Lax IT security among SMEs attracts crime.

Small businesses are the weakest link in the UK's fight against e-crime, according to the Conservative Party.

Speaking at the National Hi-Tech Crime Unit’s (NHTCU) second e-crime congress, Jim Paice, shadow minister for home, legal and constitutional affairs, told delegates that, despite high security spending among large enterprises, small businesses could provide a back door into corporate IT networks.

Paice said that small businesses and the 2.6 million sole traders operating in the UK constituted 99% of the country’s firms and 40% of the workforce.

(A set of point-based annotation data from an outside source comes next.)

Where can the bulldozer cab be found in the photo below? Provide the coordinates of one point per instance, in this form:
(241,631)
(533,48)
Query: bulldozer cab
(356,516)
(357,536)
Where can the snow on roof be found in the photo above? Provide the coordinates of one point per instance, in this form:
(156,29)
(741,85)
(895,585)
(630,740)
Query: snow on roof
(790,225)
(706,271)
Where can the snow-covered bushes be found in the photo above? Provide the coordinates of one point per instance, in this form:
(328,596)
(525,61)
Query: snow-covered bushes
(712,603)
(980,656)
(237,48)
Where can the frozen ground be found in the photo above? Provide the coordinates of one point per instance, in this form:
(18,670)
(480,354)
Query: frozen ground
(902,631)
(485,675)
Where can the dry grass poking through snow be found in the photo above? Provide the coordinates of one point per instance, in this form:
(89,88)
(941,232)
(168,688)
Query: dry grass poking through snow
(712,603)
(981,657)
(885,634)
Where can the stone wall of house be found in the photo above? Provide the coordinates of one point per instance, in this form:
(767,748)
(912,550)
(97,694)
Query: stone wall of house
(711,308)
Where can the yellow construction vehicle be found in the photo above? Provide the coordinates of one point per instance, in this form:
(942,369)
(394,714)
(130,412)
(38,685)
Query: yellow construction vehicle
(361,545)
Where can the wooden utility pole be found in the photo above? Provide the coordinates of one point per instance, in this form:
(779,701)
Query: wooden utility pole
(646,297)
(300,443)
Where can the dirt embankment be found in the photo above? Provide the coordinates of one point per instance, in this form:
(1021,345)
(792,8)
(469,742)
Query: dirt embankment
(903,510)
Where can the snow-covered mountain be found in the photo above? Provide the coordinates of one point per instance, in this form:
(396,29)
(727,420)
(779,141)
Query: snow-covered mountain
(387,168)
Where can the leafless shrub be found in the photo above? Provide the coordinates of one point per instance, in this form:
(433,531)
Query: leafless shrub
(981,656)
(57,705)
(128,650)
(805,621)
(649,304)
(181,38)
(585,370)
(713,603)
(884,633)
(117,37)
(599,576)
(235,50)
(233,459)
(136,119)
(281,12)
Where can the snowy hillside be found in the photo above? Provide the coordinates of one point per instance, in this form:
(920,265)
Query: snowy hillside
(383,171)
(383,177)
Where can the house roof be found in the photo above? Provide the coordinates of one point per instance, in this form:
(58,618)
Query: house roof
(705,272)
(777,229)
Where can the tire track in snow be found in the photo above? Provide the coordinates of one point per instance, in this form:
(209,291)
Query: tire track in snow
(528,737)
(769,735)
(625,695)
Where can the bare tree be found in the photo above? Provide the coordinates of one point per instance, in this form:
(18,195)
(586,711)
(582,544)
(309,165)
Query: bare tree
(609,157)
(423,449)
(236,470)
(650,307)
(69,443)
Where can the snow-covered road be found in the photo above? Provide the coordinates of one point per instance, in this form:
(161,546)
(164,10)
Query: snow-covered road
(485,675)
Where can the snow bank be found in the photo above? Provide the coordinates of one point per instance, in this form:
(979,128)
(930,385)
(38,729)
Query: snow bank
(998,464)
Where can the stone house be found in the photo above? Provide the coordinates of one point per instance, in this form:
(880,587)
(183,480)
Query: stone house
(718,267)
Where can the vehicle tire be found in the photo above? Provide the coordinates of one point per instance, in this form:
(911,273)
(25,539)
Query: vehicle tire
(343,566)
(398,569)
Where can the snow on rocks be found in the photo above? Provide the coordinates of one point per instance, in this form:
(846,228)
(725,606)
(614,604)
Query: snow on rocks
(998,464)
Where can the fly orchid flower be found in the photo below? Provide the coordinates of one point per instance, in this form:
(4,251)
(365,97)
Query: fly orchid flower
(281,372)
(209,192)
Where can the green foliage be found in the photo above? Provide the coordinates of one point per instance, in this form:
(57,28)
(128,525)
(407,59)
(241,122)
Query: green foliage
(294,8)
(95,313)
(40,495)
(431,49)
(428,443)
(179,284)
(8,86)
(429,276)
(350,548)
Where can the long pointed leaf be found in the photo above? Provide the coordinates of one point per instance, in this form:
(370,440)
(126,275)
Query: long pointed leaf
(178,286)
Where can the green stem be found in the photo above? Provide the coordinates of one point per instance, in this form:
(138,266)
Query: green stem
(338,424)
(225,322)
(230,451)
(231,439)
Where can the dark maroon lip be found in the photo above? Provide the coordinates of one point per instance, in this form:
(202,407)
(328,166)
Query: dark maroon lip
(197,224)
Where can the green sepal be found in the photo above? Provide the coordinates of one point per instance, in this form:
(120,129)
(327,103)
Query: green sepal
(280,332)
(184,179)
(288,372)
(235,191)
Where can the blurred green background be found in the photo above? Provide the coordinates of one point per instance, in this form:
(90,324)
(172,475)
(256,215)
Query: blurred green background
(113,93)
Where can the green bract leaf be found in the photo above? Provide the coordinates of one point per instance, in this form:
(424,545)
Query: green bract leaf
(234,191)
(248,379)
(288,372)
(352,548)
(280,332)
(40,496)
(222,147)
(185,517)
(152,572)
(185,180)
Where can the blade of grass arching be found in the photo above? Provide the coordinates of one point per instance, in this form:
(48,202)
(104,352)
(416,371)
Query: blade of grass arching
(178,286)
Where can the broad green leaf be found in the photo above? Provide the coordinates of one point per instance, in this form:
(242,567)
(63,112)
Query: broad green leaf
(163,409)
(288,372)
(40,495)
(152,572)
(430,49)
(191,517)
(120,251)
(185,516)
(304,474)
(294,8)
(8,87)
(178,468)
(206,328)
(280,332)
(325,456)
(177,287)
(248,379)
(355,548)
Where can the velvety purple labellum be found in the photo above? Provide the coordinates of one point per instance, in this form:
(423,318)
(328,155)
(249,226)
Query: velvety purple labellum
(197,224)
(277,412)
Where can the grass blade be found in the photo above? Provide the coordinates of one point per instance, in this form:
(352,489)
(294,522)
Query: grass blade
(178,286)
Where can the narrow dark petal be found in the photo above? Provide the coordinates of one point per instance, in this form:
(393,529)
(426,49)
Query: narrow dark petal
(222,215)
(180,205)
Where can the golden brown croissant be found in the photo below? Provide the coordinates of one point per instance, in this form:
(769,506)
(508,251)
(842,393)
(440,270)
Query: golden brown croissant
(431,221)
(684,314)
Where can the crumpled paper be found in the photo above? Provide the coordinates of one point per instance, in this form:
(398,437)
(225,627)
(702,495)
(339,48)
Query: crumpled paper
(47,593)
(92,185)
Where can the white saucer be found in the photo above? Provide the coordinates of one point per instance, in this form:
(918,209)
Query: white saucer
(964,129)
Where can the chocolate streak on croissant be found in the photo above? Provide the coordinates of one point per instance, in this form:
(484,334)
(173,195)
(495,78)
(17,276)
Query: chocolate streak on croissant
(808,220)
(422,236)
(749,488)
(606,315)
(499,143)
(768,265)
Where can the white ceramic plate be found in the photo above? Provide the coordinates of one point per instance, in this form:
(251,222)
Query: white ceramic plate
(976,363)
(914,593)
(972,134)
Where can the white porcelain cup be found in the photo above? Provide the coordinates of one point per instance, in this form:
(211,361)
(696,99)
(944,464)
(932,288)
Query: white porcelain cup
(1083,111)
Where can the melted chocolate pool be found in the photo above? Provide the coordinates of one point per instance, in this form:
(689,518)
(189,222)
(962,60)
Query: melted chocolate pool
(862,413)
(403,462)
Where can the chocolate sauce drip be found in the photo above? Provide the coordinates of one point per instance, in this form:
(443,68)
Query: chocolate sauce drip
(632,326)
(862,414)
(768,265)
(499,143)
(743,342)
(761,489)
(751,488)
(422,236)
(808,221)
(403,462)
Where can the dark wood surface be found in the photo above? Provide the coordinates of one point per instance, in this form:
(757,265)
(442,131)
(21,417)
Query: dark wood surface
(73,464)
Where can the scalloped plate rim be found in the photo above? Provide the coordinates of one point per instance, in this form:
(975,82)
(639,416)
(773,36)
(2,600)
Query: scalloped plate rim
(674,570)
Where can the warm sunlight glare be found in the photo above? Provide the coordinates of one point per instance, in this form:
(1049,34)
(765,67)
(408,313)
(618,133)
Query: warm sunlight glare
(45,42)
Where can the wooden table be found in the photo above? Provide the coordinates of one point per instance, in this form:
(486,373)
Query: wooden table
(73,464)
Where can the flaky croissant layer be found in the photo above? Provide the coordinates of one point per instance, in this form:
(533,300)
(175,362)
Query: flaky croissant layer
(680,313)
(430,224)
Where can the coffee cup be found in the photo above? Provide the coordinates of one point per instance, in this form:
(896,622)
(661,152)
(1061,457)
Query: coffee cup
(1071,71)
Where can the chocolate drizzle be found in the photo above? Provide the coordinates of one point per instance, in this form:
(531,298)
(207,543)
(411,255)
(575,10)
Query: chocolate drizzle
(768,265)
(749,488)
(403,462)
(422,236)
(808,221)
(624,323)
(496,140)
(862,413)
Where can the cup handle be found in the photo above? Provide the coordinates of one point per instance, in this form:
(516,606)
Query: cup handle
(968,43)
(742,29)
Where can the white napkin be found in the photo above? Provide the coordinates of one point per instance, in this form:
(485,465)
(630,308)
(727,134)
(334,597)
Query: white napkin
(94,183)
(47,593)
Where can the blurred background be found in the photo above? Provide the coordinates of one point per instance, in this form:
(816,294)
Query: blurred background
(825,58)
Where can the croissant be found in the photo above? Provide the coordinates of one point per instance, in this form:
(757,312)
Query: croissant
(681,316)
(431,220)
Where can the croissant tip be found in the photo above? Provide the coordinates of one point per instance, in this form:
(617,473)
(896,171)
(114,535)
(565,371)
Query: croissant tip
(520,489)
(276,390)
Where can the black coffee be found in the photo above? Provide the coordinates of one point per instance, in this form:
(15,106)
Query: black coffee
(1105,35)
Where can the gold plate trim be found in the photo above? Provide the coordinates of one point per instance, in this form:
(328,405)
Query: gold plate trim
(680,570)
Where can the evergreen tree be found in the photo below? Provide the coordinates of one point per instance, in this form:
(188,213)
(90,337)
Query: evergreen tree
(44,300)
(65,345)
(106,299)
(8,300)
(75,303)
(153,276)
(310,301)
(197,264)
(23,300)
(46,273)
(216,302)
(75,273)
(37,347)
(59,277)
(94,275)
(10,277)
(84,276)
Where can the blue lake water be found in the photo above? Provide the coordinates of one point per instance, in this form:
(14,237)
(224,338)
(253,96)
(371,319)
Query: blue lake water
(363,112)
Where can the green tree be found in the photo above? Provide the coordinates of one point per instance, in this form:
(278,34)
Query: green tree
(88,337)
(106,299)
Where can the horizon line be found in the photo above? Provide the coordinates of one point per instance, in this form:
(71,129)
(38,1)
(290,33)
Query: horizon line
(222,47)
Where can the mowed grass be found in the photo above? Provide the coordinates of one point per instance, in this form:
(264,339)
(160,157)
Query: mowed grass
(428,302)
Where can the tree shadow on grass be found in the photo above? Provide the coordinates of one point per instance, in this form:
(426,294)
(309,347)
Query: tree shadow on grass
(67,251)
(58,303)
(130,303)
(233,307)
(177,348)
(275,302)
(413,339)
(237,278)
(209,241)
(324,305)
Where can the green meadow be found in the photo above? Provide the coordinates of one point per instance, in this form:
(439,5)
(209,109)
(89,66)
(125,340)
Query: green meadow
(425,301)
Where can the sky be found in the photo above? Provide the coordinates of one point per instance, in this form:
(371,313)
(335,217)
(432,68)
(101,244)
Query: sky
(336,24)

‘Large companies have more money to invest in security, but small businesses are often part of their supply chain,’ said Paice. ‘Insufficient security measures by small businesses not only present a risk to themselves, but also to large firms.’

The shadow minister warned that half of small businesses suffer a security infringement each year.

Bernard Frieder, director of emerging technologies at the e-Envoy’s office, confirmed that in addition to installing new security technologies, companies needed to look closely at the policies they have in place governing network usage. ‘We need to examine how we set up our networks and who we let in and out of them,’ he said at the congress.

A survey carried out by NHTCU found that large companies are by no means safe either, with 83% of respondents saying they had suffered some hi-tech crime costing a total of more than £195m.